Her mobile phone rang. She fumbled for it in her pocket, racing to answer it, fearing it might be from the boys’ new school. She squinted at the screen – she didn’t know the number.
‘Nina?’
‘Yes, hello?’ She vaguely recognised the voice on the other end of the line but couldn’t quite place it.
‘It’s Fiona Walters, from Celandine Court.’
‘Oh, Fiona!’ Nina gripped the phone and waited, trying to imagine why she would call. Maybe Nina had inadvertently broken the law in turning up unannounced.

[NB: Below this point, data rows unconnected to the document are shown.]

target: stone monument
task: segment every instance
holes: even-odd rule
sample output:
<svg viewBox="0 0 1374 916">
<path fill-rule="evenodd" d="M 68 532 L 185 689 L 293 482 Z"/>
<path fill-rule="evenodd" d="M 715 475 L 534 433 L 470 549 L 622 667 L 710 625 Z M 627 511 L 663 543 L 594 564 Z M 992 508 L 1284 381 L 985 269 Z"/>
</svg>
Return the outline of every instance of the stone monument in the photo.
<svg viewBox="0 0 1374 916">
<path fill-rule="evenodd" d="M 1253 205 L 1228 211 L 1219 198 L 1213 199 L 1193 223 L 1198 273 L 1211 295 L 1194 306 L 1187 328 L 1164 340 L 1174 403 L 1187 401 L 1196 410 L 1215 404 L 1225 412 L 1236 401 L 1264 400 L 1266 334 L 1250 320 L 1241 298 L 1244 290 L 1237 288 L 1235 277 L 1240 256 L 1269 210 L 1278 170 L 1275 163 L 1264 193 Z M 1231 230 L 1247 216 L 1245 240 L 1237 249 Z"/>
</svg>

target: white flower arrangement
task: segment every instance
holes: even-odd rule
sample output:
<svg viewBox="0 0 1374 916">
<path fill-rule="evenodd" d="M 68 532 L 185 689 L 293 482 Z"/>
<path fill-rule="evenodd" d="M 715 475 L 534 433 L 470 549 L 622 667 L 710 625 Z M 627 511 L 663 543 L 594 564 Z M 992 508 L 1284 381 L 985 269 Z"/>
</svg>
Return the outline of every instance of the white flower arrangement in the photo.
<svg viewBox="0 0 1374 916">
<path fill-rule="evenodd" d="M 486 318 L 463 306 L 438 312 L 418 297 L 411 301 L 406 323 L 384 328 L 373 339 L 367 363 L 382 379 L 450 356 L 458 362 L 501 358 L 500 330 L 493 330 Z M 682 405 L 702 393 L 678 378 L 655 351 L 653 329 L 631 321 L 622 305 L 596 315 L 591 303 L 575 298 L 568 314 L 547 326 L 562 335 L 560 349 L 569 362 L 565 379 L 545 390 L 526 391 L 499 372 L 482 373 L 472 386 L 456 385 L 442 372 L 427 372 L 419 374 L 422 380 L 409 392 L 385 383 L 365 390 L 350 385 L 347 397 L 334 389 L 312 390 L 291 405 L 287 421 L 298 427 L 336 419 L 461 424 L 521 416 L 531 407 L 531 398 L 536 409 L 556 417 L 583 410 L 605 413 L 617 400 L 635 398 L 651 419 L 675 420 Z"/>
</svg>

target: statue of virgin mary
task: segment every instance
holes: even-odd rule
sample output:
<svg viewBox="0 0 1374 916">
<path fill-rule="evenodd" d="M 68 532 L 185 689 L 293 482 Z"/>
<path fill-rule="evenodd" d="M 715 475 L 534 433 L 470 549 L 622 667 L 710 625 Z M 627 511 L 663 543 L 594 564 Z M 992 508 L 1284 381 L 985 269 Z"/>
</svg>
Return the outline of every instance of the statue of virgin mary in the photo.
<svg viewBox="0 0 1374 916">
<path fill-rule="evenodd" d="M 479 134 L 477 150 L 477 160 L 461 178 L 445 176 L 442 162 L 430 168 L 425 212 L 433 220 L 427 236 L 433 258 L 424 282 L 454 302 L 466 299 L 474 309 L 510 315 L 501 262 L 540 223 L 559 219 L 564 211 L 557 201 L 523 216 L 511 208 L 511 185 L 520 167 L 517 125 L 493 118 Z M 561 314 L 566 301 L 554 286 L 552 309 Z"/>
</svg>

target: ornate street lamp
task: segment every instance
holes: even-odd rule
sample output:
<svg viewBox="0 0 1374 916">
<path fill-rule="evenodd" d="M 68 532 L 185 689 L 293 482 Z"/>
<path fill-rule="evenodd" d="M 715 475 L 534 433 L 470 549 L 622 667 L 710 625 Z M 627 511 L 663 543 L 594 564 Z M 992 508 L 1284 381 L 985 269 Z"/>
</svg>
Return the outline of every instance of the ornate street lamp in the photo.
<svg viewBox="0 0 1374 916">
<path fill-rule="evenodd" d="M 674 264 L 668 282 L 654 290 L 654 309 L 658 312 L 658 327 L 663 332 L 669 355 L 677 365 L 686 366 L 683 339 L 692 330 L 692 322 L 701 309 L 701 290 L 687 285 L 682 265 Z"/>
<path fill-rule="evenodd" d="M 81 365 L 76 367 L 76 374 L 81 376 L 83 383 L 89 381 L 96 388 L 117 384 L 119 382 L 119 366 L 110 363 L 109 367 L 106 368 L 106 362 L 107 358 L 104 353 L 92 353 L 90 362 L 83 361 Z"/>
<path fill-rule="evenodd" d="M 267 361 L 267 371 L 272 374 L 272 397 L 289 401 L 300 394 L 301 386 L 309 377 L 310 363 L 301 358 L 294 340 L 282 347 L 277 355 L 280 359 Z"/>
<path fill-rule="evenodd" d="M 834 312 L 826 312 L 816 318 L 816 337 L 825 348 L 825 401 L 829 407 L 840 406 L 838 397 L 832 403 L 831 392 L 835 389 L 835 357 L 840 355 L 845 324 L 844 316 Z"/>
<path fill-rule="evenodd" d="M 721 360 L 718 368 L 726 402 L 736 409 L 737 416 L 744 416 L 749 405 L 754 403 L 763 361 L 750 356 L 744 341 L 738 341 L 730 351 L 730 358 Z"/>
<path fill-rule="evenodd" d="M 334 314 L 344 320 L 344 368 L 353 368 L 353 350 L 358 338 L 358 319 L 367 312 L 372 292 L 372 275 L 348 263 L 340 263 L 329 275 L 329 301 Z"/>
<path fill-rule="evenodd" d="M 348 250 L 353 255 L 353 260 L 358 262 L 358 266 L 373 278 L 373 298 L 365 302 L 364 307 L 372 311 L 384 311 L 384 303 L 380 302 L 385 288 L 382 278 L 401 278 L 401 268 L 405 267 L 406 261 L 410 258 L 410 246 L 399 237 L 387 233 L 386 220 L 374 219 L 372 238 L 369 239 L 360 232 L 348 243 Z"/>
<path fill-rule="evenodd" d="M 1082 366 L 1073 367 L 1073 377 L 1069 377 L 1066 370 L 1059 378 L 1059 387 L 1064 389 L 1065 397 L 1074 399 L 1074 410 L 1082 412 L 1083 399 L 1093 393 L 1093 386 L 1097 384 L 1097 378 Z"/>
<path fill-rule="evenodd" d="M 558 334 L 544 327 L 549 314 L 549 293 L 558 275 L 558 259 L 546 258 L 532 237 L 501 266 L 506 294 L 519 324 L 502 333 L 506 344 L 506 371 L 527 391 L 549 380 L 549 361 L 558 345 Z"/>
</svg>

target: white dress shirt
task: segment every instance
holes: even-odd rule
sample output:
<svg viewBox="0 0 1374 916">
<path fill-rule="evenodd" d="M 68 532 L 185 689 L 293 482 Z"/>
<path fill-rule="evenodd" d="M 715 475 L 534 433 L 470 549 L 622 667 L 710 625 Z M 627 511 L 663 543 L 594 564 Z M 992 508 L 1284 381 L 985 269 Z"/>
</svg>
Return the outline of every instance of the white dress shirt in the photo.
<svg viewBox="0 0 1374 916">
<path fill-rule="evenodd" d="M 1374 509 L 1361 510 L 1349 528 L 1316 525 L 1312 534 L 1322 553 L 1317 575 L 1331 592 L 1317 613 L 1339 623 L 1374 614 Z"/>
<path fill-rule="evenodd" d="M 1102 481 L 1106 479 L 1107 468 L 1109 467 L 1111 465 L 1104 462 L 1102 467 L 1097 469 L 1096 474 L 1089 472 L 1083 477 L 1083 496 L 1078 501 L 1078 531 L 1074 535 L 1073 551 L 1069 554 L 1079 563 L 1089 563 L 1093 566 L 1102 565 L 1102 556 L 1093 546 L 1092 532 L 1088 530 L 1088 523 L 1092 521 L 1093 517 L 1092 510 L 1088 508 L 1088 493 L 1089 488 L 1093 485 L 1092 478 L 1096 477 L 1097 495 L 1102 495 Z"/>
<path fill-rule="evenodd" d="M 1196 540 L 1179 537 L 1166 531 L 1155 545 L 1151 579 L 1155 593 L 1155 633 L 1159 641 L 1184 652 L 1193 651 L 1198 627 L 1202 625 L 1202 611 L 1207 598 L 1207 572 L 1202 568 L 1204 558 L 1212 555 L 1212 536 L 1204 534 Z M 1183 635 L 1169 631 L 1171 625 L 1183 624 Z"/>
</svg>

Her mind raced at all the unlikely possibilities.
‘I hope you don’t mind me calling, but I wanted to talk to you about something.’
‘Yes, I . . . I quite understand, and I am so sorry for turning up like I did. I’m more than a little embarrassed,’ she stuttered, nerves filling her stomach with butterflies. ‘I . . . I didn’t think it through.’ She closed her eyes and faced the bedroom wall, as if this might give her a bit of privacy from Tiggy, who stood only feet away.